Core Unit Chip Application, Institut für Humangenetik, University Hospital Jena, Jena, Germany.
J Histochem Cytochem. 2010 Oct;58(10):929-37. doi: 10.1369/jhc.2010.956656. Epub 2010 Jul 19.
Carcinoma tissue consists of not only tumor cells but also fibroblasts, endothelial cells or vascular structures, and inflammatory cells forming the supportive tumor stroma. Therefore, the spatial distribution of proteins that promote growth and proliferation in these complex functional units is of high interest. Matrix-assisted laser desorption/ionization imaging mass spectrometry is a newly developed technique that generates spatially resolved profiles of protein signals directly from thin tissue sections. Surface-enhanced laser desorption/ionization mass spectrometry (MS)combined with tissue microdissection allows analysis of defined parts of the tissue with a higher sensitivity and a broader mass range. Nevertheless, both MS-based techniques have a limited spatial resolution. IHC is a technique that allows a resolution down to the subcellular level.
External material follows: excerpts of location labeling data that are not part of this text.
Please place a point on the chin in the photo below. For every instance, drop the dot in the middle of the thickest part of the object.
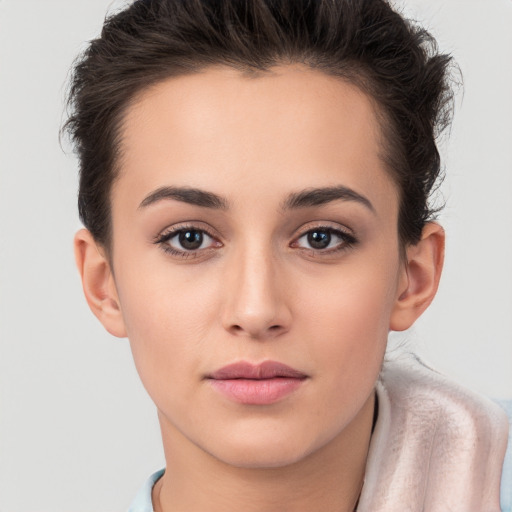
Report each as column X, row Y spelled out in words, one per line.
column 263, row 453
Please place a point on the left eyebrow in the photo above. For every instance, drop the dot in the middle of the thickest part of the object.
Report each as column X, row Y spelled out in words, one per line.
column 188, row 195
column 321, row 196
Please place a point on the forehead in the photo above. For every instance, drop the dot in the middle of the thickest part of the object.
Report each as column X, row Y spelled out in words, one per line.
column 222, row 130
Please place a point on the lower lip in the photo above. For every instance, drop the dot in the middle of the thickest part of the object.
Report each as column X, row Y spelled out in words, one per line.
column 257, row 392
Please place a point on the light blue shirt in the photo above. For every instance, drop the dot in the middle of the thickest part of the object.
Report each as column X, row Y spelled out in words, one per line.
column 142, row 502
However, the detection and measurement of a specific protein expression level is possible only by semiquantitative methods. Moreover, prior knowledge about the identity of the proteins of interest is necessary. In this study, we combined all three techniques to gain highest spatial resolution, sensitivity, and quantitative information. We used frozen tissue from head and neck tumors and chose two exemplary proteins (HNP1-3 and S100A8) to highlight the advantages and disadvantages of each technique. It could be shown that the combination of these three techniques results in congruent but also synergetic data.
癌组织不仅包含肿瘤细胞,还包含成纤维细胞、内皮细胞或脉管结构以及炎性细胞,这些细胞共同构成了支持肿瘤生长的基质。因此,这些复杂的功能单元中促进生长和增殖的蛋白质的空间分布情况具有重要的研究意义。基质辅助激光解吸/电离成像质谱分析是一种新兴技术,可直接从组织薄片中获取蛋白质信号的空间分辨率图谱。表面增强激光解吸/电离质谱(MS)与组织微切割相结合,可以对组织的特定区域进行分析,其具有更高的灵敏度和更宽的质量范围。然而,这两种基于 MS 的技术的空间分辨率均有限。免疫组织化学(IHC)是一种可以达到亚细胞分辨率的技术。但是,只能通过半定量方法来检测和测量特定蛋白质的表达水平。此外,还需要预先了解感兴趣的蛋白质的身份。在这项研究中,我们结合了这三种技术,以获得最高的空间分辨率、灵敏度和定量信息。我们使用来自头颈部肿瘤的冷冻组织,并选择了两种典型的蛋白质(HNP1-3 和 S100A8)来突出每种技术的优缺点。结果表明,这三种技术的结合可以产生一致且协同的数据。